In any case, the copyedits are almost done and dusted, and once they’re finished the only thing left on that trilogy will be proofs for the final book. It’s not a bad story, I think, but unfortunately a constellation of outside forces conspired to make it extremely stressful. Soon, good or bad, it will be over, and that will be a relief. On to fresh fields and pastures new, so to speak.

I hope you get a chance to breathe today, beloveds. It’s been a while since I could take a deep lungful, and it feels sinfully good. Be kind to yourselves, and excellent to each other.

Over and out.

Insomnia and the Knight

The weekend was a nightmare of heat, being unable to sleep because of said heat even with the air conditioning on, hives from the heat, and the underwater sense of too much insomnia. My eyelid didn’t start twitching until late Sunday, so at least there was that.

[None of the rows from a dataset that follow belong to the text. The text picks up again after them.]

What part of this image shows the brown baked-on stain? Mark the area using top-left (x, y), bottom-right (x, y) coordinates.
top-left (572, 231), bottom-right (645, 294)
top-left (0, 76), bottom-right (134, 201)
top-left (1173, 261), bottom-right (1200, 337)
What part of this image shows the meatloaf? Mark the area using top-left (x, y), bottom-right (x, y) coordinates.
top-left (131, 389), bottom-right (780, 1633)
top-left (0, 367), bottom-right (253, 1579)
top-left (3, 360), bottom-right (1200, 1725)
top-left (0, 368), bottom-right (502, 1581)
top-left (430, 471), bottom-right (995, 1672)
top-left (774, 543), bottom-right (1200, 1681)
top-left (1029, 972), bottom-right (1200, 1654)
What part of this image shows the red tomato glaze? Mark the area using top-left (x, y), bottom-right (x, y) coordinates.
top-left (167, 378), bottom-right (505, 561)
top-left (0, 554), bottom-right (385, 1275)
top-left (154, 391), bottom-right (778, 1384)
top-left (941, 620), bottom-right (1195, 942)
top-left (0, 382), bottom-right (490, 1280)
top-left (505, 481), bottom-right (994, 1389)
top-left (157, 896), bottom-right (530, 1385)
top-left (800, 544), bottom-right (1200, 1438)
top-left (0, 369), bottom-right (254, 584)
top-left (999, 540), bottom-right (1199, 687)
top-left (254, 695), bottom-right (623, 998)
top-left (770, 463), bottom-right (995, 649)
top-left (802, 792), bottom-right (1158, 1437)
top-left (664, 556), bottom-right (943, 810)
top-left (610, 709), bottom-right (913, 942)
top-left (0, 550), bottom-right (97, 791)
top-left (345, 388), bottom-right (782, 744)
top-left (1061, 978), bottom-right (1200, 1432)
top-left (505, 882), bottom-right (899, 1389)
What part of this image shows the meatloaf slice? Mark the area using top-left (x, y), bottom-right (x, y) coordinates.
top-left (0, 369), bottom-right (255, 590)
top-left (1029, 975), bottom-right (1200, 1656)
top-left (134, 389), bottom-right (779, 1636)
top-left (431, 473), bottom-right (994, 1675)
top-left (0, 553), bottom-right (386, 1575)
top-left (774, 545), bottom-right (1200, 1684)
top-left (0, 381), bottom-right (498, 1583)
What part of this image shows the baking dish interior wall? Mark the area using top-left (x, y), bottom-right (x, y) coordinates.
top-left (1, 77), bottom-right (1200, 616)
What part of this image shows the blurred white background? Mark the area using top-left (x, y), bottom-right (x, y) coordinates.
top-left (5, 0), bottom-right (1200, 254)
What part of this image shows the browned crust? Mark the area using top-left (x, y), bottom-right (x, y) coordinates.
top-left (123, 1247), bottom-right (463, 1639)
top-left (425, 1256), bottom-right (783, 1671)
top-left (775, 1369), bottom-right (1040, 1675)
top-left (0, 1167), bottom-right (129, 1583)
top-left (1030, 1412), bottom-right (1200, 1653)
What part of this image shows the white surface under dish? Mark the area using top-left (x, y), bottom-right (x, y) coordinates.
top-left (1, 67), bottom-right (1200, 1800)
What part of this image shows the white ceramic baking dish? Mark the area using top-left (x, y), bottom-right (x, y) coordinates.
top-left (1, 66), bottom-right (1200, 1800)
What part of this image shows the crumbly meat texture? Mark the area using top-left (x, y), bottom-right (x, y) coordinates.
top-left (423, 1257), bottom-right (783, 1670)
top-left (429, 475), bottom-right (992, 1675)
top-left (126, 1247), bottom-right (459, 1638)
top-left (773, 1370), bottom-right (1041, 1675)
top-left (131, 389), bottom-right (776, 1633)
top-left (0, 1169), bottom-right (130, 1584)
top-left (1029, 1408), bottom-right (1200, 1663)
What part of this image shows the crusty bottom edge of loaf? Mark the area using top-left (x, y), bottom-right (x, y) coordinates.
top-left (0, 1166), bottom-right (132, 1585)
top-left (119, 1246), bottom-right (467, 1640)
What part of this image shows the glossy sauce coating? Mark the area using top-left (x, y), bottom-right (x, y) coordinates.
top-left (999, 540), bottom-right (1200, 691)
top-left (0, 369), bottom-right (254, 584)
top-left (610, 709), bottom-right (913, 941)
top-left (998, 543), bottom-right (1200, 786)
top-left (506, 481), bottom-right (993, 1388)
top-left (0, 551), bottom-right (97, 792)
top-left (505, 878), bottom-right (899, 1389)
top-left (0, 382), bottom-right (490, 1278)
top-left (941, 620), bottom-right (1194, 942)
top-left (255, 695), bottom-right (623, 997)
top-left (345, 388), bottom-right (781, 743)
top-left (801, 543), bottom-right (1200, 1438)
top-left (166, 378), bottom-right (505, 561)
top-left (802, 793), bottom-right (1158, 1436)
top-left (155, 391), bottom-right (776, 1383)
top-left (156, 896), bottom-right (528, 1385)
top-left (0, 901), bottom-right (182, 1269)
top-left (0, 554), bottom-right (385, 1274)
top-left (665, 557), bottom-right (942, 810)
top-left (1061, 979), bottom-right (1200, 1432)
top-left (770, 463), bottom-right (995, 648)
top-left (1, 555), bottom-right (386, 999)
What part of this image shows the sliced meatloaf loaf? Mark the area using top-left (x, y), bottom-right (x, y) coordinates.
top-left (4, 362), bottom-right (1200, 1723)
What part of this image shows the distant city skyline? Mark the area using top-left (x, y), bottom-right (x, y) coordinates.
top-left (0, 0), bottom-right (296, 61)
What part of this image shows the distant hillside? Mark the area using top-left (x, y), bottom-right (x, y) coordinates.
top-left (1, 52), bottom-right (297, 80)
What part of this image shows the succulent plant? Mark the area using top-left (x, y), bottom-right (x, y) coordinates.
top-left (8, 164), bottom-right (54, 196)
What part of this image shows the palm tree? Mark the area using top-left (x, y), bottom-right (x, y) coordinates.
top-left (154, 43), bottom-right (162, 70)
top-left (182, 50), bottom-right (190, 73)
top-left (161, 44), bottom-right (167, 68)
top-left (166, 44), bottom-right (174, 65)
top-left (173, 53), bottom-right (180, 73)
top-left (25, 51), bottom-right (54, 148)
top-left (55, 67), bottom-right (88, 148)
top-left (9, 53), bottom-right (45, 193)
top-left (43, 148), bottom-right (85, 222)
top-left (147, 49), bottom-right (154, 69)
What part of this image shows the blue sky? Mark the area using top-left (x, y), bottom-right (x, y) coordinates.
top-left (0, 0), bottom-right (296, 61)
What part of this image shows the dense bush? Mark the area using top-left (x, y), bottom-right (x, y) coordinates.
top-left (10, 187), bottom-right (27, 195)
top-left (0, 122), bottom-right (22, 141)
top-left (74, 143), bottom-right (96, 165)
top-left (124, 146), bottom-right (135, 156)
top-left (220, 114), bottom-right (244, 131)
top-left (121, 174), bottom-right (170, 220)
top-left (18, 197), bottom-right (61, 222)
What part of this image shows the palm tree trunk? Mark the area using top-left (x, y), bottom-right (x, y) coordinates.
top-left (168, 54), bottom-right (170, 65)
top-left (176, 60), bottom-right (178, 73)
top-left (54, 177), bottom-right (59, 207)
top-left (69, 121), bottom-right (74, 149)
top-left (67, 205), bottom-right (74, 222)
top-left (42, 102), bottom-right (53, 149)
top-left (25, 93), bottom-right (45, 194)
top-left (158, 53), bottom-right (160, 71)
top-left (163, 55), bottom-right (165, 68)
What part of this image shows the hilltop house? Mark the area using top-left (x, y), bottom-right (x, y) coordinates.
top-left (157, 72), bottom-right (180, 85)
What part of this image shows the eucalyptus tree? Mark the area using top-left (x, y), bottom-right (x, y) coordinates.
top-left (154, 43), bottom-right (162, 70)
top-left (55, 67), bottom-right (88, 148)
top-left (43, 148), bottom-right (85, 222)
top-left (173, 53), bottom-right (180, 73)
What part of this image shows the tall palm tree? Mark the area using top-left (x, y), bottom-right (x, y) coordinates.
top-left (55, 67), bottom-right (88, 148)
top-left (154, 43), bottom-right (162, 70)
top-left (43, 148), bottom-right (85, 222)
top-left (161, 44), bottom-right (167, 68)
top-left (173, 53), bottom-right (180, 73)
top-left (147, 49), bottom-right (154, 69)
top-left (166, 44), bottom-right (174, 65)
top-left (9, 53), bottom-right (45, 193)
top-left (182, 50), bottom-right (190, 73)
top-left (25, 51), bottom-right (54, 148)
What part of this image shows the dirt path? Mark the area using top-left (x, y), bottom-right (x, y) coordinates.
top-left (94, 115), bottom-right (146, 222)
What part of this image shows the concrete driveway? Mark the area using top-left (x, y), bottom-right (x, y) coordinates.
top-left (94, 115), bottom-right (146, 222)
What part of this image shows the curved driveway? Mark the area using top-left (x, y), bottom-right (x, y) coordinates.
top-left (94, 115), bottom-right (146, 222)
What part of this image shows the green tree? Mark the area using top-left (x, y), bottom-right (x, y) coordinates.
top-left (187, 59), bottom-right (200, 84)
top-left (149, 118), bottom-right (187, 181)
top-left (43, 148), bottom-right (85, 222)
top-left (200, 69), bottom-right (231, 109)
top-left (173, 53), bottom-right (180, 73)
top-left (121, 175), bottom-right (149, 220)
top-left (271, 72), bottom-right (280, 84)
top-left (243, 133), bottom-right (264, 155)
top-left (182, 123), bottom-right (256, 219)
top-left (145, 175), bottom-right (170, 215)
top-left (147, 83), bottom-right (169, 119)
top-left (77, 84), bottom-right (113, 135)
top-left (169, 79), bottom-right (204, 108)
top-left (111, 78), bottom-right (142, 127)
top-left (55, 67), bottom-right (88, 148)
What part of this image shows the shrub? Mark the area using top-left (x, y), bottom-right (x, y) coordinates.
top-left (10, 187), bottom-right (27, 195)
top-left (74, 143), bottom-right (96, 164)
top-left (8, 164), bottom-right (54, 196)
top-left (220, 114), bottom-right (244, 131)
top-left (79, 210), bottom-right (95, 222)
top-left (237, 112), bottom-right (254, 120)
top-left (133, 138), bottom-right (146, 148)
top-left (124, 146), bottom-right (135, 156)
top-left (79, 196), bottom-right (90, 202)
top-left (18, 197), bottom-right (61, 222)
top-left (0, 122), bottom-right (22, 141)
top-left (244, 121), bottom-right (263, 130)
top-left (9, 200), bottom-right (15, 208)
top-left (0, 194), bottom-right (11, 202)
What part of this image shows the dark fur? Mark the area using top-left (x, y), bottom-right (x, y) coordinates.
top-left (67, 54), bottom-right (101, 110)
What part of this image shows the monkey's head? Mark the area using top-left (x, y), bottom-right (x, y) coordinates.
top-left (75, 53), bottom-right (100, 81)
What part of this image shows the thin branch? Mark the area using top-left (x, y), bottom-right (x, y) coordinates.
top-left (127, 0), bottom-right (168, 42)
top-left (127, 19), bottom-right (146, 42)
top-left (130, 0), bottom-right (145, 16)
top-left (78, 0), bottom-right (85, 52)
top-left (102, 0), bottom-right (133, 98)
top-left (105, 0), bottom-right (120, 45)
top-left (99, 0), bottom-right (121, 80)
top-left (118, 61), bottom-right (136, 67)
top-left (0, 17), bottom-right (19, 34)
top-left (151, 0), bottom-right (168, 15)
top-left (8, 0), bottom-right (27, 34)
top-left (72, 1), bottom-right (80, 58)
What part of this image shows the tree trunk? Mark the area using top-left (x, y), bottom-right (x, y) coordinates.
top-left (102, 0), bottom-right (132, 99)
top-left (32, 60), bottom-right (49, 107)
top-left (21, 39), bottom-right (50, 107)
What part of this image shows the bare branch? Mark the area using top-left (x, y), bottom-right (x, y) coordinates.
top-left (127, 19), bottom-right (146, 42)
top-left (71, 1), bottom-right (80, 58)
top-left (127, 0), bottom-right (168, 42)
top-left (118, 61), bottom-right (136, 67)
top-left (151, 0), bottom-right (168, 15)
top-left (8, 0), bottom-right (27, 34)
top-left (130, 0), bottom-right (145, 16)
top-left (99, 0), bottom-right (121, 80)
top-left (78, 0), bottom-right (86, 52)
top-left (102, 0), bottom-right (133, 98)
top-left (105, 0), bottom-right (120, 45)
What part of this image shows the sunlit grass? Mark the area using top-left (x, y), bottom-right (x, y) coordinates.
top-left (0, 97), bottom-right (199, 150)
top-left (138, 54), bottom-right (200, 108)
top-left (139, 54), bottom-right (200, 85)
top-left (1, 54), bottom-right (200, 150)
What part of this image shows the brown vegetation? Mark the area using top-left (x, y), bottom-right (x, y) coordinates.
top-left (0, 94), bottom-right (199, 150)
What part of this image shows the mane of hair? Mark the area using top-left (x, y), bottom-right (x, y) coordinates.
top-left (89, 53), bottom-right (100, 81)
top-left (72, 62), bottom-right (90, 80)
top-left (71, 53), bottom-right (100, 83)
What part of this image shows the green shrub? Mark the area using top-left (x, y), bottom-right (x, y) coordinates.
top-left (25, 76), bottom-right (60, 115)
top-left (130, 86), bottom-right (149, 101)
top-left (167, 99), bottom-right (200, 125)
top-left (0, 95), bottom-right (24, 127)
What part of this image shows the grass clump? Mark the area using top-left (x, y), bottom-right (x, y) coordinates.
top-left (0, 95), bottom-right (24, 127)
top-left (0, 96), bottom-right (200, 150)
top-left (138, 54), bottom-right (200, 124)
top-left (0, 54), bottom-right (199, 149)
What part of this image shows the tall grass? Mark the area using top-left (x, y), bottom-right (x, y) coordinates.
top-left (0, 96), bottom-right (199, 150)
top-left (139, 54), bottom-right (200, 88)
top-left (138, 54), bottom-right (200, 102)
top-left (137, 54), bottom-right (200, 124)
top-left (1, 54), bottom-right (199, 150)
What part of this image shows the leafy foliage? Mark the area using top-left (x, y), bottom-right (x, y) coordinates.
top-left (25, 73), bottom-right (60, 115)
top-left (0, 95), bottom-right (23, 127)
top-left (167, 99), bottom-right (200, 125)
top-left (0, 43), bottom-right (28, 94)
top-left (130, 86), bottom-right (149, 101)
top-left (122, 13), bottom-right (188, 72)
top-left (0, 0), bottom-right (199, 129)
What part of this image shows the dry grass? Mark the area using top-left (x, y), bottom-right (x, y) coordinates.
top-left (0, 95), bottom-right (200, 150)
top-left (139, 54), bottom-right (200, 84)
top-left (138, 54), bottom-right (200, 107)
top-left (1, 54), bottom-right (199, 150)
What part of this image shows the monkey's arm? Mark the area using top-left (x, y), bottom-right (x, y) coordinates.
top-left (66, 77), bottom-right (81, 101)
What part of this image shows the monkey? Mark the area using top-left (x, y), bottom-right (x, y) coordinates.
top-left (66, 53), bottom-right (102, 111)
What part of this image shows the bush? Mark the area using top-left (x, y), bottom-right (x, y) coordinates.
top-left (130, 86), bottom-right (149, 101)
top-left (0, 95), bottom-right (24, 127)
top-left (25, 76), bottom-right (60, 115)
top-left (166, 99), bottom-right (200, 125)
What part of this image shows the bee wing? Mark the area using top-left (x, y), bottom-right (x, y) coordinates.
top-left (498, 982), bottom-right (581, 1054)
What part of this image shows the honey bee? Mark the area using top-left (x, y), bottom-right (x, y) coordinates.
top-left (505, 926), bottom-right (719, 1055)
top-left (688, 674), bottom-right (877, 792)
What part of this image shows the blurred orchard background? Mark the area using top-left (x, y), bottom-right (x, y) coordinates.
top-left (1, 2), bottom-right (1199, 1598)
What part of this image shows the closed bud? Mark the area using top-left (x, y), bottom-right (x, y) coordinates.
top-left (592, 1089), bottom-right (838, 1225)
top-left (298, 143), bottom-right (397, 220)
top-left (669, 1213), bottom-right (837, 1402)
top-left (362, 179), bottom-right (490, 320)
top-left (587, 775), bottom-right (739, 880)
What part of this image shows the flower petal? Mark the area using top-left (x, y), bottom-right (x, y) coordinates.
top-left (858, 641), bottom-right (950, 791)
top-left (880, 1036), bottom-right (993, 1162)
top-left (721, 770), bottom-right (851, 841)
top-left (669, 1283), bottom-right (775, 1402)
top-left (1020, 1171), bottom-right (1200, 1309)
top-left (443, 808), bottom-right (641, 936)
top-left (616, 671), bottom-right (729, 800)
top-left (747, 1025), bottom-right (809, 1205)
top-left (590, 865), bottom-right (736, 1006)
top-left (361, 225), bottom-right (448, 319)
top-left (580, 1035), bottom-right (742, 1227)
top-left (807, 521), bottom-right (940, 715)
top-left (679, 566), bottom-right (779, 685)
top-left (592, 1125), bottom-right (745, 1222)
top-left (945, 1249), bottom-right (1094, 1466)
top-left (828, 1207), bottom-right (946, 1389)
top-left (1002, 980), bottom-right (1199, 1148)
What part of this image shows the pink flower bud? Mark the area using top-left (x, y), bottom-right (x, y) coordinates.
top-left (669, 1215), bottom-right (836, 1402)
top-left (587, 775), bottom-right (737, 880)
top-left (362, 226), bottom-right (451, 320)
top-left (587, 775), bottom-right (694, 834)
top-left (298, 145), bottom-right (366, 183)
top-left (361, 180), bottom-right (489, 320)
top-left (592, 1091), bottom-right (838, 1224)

On the bright side, Moon’s Knight is releasing before the end of the month. PLEASE NOTE: If a retailer link on that page doesn’t work, it’s because that retailer has the book but isn’t listing it just yet. I have literally zero control over when they get their databases updated, and distributors like Amazon don’t allow preorders if you’re not using their (heavily weighted against the author) proprietary service. (That’s why I offer .mobi versions through my Gumroad store.) And yes, there will also be a print version. I’ll do an official announcement later, probably on the formal ebook release date, which is August 24, 2021.

Along with the insomnia I’m deep in the pre-release “everyone will hate this book” weeds, helped along by the fact that I wrote Moon’s Knight to literally escape the worst and darkest of last year’s lockdown and am bringing it out only because beta readers and my agent were very insistent that it needs to be out in the world. I’m trying to take deep breaths and remind myself that the book’s gonna do what it’s gonna do, people are gonna do what they’re gonna do, and I have little to say about it either way.

I did get some sleep last night, since the heat has (temporarily, I’m sure) broken, and this morning is actually quite pleasantly cool. It looks like it’ll be only mid-80s instead of in the hundreds, so I suppose that’s a blessing. I’ll be able to run, at least, and that shall set me right.

Or, if not quite right, at least well on the way to becoming so.

Even the dogs got some good rest last night, so they’re bright eyed and relatively bushy-tailed. They’re wanting walkies with a vengeance, but I think they’ll need another tour of the yard before they’re ready. Boxnoggin has a distressing habit of wanting to squat in oncoming traffic unless he’s previously offloaded. Apparently emptying his bowels on concrete in front of fast-approaching cars satisfies some deep instinctual need.

I don’t even know. All I do know is hauling him out of the way gets old real quick. Little weirdo.

So. Walkies, a run, a chapter of Hell’s Acre, a hundred or so pages of copyedits, and and chewing my nails about Moon’s Knight are all on the docket today. Sounds like a reasonable day’s work, all told.

I’d best finish the coffee and get to it.